SoftBank’s Vision Fund has notched its best performance since its launch in 2017 even as the group’s new trading arm racked up losses of $2.7bn from its “Nasdaq whale” trades in the final quarter of 2020.
The Japanese tech conglomerate’s two Vision Funds reported a $13bn rise in the valuation of their investment holdings during the three months to December, boosted primarily by the rise in holdings of ride-hailing group Uber and DoorDash, the recently listed food delivery group.
The figures released on Monday reflected a dramatic turnround for Masayoshi Son’s group following a turbulent 12 months during which it carried out a huge restructuring of assets alongside aggressive purchases of US equity derivatives using its new cash pile.
For the October to December quarter, SoftBank Group reported a net profit of ¥1.17tn ($11.1bn), up from a ¥55bn profit in the previous quarter and surpassing analyst forecasts of a net profit of ¥98.5bn.
Navneet Govil, the Vision Fund’s chief financial officer, told the Financial Times on Monday that the strong performance of its $100bn Saudi Arabia- and Abu Dhabi-backed fund and its smaller sequel fund were backed by a robust market for initial public offerings, a favourable fundraising environment and timely exits in market conditions driven by ultra-low interest rates and excess liquidity.
“We believe it’s going to continue,” Govil said, adding that several other IPOs were lined up this year. South Korean ecommerce group Coupang and Chinese ride-hailing company Didi Chuxing are among the Vision Fund investments expected to go public in the near future.
As of the end of December, the fund’s $7.7bn investment in Uber was worth $11.3bn, while its $680m DoorDash investment was valued at $9bn.

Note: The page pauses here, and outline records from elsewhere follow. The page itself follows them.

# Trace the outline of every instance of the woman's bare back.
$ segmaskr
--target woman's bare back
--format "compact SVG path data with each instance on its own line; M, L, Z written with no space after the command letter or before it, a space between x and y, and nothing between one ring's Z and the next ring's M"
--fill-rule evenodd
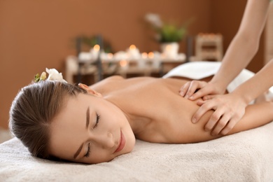
M191 118L199 106L196 101L190 101L178 94L181 85L186 81L148 77L123 79L113 76L91 88L127 114L137 139L155 143L186 144L220 137L211 136L204 130L212 111L207 112L197 124L192 123ZM260 124L241 122L230 134L265 124L270 117L273 114L267 115Z

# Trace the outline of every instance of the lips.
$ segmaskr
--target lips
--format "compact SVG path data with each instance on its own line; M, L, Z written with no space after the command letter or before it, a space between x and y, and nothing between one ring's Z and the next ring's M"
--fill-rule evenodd
M115 150L114 153L118 153L121 150L123 149L124 146L125 146L125 138L124 137L124 135L122 134L122 132L120 130L120 142L118 144L118 148Z

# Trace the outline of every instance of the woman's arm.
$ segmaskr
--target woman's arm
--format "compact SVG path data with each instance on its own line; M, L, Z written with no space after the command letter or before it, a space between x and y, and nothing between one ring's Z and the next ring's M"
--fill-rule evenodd
M248 130L270 122L273 120L272 111L273 103L270 102L248 106L240 121L227 134ZM172 140L167 143L196 143L223 136L221 134L211 135L210 132L204 130L211 113L209 111L195 125L184 122L181 122L181 126L178 126L176 123L176 127L172 128L173 131L169 132L169 139Z
M197 121L207 111L213 109L215 112L206 125L206 129L212 130L214 134L219 132L226 134L243 116L248 103L273 85L272 73L273 59L232 92L225 95L206 96L209 100L197 102L202 106L192 120Z
M269 5L269 0L247 1L239 30L227 50L218 73L209 84L196 80L187 83L180 90L181 96L194 100L209 94L224 93L228 84L257 52ZM195 93L197 89L200 90Z

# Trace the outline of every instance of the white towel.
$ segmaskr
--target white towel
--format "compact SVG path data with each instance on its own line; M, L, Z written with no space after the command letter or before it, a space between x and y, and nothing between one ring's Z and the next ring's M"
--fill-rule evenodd
M192 80L200 80L209 77L216 74L221 65L218 62L192 62L183 64L172 69L163 78L169 78L172 76L181 76L188 78ZM232 92L239 85L246 81L252 76L254 73L244 69L241 73L228 85L227 92Z

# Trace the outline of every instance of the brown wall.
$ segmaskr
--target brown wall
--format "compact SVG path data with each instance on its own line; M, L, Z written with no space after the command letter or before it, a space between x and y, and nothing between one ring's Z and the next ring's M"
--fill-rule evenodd
M144 20L146 13L164 19L195 20L189 34L219 32L225 50L236 33L246 0L1 0L0 1L0 127L18 90L46 67L64 72L75 55L73 38L99 34L115 51L135 44L140 51L158 50ZM181 43L185 52L185 41ZM258 59L260 59L258 57ZM252 64L251 64L252 65ZM254 65L256 71L260 64Z

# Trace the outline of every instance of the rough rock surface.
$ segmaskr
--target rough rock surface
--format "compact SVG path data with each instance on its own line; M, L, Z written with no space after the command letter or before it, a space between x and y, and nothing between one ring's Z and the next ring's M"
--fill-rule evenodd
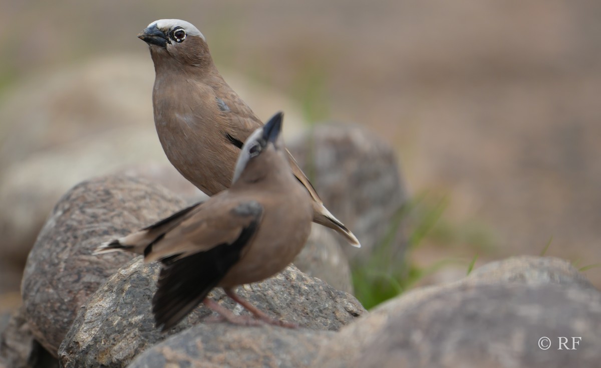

Despite the global tech rally that lifted SoftBank’s investments in start-ups, “SB Northstar”, the unit set up to play the market in listed tech stocks, reported derivatives losses of $2.7bn for the October to December quarter, bringing total losses to $5.5bn for the past two quarters.
Since the FT revealed in September that SoftBank was the mystery “whale” behind a record rally in US tech stocks, the company has decided to unwind its largest equity options trades, facing investor criticism for the high-risk trading strategy.
Shares in SoftBank have risen nearly 240 per cent since their mid-March meltdown, reaching their highest level since the tech bubble in 2000 as investor sentiment toward the Vision Fund improved.
Still, the stock rebound has been overshadowed by SoftBank’s heavy exposure to Alibaba, whose shares have fallen 15 per cent since early November after Beijing halted the $37bn IPO of the Chinese ecommerce company’s online finance affiliate Ant Group.
SoftBank has a 25 per cent holding in Alibaba and the Chinese group still accounts for nearly 70 per cent of the total value of SoftBank’s holdings.
“That company [Alibaba], its valuation and the huge cushion of asset value it represented had become the most solid, dependable bit of SoftBank after the mobile business was separated, and suddenly it doesn’t feel so solid,” said one investor in SoftBank based outside of Japan.